Last Updated on June 9, 2023 by Katia Faroun
When I was a young girl, I lived with my parents, two younger sisters and for a few years, our paternal grandparents, Jido and Teta. My dad and his family are from Syria and living with my Arabic-only grandparents introduced me at a young age to the wonders and frustrations of an extremely different culture. As a kid, I loved eating Syrian food (who wouldn’t?) but found it difficult to truly appreciate and enjoy Syrian culture. I didn’t like speaking Arabic, I thought my grandparents dressed funny and I got angry when I found Arabic translations penciled in my books from when my Jido was learning English.
And now, more than 10 years later, I find myself teary-eyed in Morocco, listening to the Arabic being spoken around me and seeing images of my family around every corner.

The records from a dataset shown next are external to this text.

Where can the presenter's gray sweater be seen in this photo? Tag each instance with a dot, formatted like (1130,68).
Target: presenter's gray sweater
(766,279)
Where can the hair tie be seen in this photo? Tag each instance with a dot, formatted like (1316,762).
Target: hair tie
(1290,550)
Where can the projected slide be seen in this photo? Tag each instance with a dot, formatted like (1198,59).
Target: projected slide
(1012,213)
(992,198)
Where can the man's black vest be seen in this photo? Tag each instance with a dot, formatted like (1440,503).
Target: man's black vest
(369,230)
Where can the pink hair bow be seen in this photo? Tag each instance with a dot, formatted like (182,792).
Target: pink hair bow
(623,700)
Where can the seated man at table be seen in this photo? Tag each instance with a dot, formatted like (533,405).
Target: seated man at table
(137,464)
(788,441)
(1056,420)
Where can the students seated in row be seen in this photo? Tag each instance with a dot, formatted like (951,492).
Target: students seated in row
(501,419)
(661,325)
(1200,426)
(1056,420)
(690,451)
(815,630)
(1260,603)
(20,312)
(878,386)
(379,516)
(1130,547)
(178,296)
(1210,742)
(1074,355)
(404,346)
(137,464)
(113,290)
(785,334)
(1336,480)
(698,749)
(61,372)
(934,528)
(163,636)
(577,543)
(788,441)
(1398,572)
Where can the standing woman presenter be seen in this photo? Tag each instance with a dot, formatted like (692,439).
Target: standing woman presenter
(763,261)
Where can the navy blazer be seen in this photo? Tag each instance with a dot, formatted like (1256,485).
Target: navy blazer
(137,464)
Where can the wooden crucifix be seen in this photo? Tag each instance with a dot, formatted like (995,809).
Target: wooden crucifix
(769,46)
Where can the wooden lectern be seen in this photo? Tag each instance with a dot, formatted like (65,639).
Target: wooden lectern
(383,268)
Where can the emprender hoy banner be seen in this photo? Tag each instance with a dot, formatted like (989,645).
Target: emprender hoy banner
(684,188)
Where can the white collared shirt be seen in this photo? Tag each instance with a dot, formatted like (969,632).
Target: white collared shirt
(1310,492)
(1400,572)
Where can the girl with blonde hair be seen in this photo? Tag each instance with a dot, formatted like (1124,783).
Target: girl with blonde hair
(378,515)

While I was excited to test out my (very limited) Arabic and experience a new country (and continent!), I didn’t expect my excursion to Morocco from Spain — where I am studying abroad — to have such an impact on my cultural perspective and appreciation. I didn’t start truly appreciating my family’s culture until I was older, but catching a glimpse of a similar culture helped me imagine what my dad’s childhood was actually like and reminded me of the pieces of his culture that I grew up with. From the abundant use of bread in meals to the fashionable socks and flip-flops, I was constantly seeing images from my own childhood.
The nostalgia was overwhelming. Not only was I longing to be surrounded by my family and far-away relatives, I was also regretting my lack of immersion in Syrian culture. As someone who has learned to appreciate and adores the beauty of different cultures and ethnicities, I realized how big of a mistake it was for me to dismiss my dad’s culture. I preferred to be a “normal” American girl, rather than enjoying my heritage and understanding the beauty of diversity. Because of this, I’m a Syrian who doesn’t speak Arabic and has missed out on understanding core parts of Syrian culture and history.
Despite this slight feeling of disappointment, what I’ve learned from growing up and from my experiences abroad has sparked a love for and strong desire to further understand my dad’s culture. I have become determined to learn more about Syrian culture by talking to my family, learning Arabic and, one day, visiting my family’s homeland.
Additionally, my own experiences abroad have helped me relate to my dad and Jido when they were trying to learn about American culture. When my dad was 26, he left his home and traveled across the ocean to a brand-new country – I can now understand the uncertainty, excitement, awe and frustration that comes along with that immense change. My Jido lived with us when he was in his 70s, and that’s when he started learning English. After spending years learning Spanish, I understand the difficulty of language learning and also the intense desire to know it – and I, too, have penciled in translations in my own books.
The importance of cultural diversity and awareness is undeniable. But it’s not necessary to wait until an international trip to realize this; we can start by looking home, to our own roots.